Analysis Seminars
This seminar series is aimed at staff, postgraduates, and final year undergraduates at the University of St Andrews; anybody else who is interested in attending is welcome to join. The intention is to provide a background in analysis, with an emphasis on the research interests of the group.
The seminar takes place on Tuesday afternoons at 15:00 in Tutorial Room 1A of the Mathematics Institute. A historical list of seminars can be found here.

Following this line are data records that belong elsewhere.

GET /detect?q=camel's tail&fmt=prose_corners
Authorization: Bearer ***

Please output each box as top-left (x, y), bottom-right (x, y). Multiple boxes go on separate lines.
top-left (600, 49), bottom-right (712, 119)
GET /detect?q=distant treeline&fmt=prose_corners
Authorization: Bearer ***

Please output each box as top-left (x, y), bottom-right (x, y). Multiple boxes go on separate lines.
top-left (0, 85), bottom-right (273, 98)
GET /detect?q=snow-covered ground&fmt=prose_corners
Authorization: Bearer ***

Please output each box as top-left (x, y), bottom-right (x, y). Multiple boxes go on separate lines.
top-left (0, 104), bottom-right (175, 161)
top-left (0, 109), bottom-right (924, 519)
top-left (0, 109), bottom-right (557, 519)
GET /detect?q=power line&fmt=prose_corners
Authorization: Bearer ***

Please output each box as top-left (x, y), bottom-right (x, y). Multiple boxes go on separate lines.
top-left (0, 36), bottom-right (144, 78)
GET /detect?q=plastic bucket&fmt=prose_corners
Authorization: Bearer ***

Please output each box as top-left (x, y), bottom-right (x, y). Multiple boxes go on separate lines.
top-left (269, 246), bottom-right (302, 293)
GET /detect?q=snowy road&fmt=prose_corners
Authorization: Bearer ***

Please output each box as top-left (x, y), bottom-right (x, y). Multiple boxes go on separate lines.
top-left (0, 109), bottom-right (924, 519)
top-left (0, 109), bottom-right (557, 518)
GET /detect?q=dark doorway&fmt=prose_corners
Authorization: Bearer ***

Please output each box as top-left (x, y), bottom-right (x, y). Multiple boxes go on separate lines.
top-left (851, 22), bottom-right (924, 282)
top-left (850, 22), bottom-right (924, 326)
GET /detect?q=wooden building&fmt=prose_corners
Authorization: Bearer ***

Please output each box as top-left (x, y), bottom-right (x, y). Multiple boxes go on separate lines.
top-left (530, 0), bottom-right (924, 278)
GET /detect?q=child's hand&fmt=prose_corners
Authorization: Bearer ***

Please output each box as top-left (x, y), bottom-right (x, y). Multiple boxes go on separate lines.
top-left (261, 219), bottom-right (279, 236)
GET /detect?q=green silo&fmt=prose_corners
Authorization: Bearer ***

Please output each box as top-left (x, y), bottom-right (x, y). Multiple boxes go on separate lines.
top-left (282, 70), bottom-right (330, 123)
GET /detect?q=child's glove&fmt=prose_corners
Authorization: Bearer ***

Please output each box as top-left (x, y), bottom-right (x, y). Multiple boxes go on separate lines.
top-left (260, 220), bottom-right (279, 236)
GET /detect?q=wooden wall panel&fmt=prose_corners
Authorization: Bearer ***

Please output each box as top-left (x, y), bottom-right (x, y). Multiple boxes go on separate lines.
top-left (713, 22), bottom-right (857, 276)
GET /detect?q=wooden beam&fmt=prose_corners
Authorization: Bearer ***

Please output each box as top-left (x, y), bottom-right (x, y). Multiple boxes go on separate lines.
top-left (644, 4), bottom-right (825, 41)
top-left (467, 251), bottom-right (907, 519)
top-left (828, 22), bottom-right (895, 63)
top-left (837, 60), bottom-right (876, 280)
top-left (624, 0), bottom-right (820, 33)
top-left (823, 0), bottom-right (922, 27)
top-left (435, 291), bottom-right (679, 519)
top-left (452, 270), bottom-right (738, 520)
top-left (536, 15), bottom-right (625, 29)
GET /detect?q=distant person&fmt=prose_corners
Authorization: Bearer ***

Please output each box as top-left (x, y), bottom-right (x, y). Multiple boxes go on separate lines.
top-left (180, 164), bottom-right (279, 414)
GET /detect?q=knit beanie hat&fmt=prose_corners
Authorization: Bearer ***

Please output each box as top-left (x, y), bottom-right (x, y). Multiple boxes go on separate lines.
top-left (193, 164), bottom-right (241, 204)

NB: Alex Rutar's seminar on the 16th of October will take place at 14:00 in Lecture Theatre D of the Mathematics Institute.
Spring 2025
September 10, 2025
Simon Baker (Loughborough University):A seemingly innocuous generalisation of binary expansions involves replacing 2 with a parameter q satisfying 1 < q < 2. This change leads to substantially different behaviour. For instance, a Lebesgue typical point has uncountably many expansions in base q. Moreover, for any integer k, there exists q and x such that x has precisely k expansions in base q. This is contrary to the case of binary expansions where every point has a unique expansion apart from a countable set of exceptions with precisely two. In this talk I will discuss some recent results on those bases that admit points with precisely k expansions. This talk will be based upon joint work with George Bender.
September 23, 2025
Selim Ghazouani (UCL):I will make an attempt at defining what a parabolic dynamical system is and will try to explain why, despite their relative unimportance in the modern theory of dynamical systems, they provide one with very entertaining questions to think about. Roughly speaking, a parabolic system it is a dynamical system for which nearby points drift apart at polynomial speed. An enticing feature of such systems is that they are all very different from one another, unlike hyperbolic systems which tend to enjoy fairly universal dynamical properties. The talk will build upon extensive numerical experiments, to illustrate known theorems as well as to invite open problems/conjectures.
September 30, 2025
Jonathan Fraser:Dimension interpolation is a general approach to understanding and characterising fractal objects. The idea is to carefully define 'dimension functions' which live in-between familiar notions of fractal dimension, such as Hausdorff dimension, box dimension etc, with the hope of gaining more information than the individual notions provide in isolation. I will motivate and survey this area by discussing several examples and applications.
October 7, 2025
Stephen Cantrell:I'll explain how it's possible to use tools from dynamical systems to study geometric problems. We'll also discuss how it's possible to use ideas from probability theory (such as Markov chains and random walks) to compare various geometric objects. I'll present lots of simple motivating examples!
October 14, 2025
Ana de Orellana:Fourier restriction is a field of harmonic analysis that establishes the connection between Fourier analysis and the geometric properties of measures. In the last 20 years, much work has been done on the Fourier restriction problem in the fractal setting, and this has helped us understand precisely which conditions we need on the sets for the problem to make sense. Bilinear Fourier restriction estimates arose from the world of PDEs, but are of interest mainly as a means to obtain better estimates for the linear setting. In this talk we will review the history of both the linear and bilinear Fourier restriction problems, and see the first bilinear estimates for fractal measures. Joint work with Itamar Oliveira.
October 16, 2025
Alex Rutar (University of Jväskylä, Finland):The goal of this talk is to present common themes in the dimension theory of attractors of infinitely-generated self-conformal sets, and attractors of inhomogeneous finite self-conformal IFSs. In both cases, the structure of these attractors at a fixed (small, but finite) scale depends on the structure of some associated set (for infinite IFSs, the set of fixed points of the maps; and for inhomogeneous IFSs, the condensation set) at many scales simultaneously. A useful formalization when working with multi-scale properties of a set is the branching function: a Lipschitz function which encodes the asymptotics of the covering numbers at each fixed scale. I will introduce the theory of branching functions and explain how (modulo the usual technical assumptions) the branching function of the attractor depends only on the branching function of the associated set, as well as the Hausdorff dimension of the attractor. This can be used, for example, to give sharp bounds on lower box dimension which can have surprising consequences: for instance, the box dimension of the attractor exists if and only if either the upper box dimension of the associated set is at most the Hausdorff dimension of the attractor or the box dimension of the associated set exists.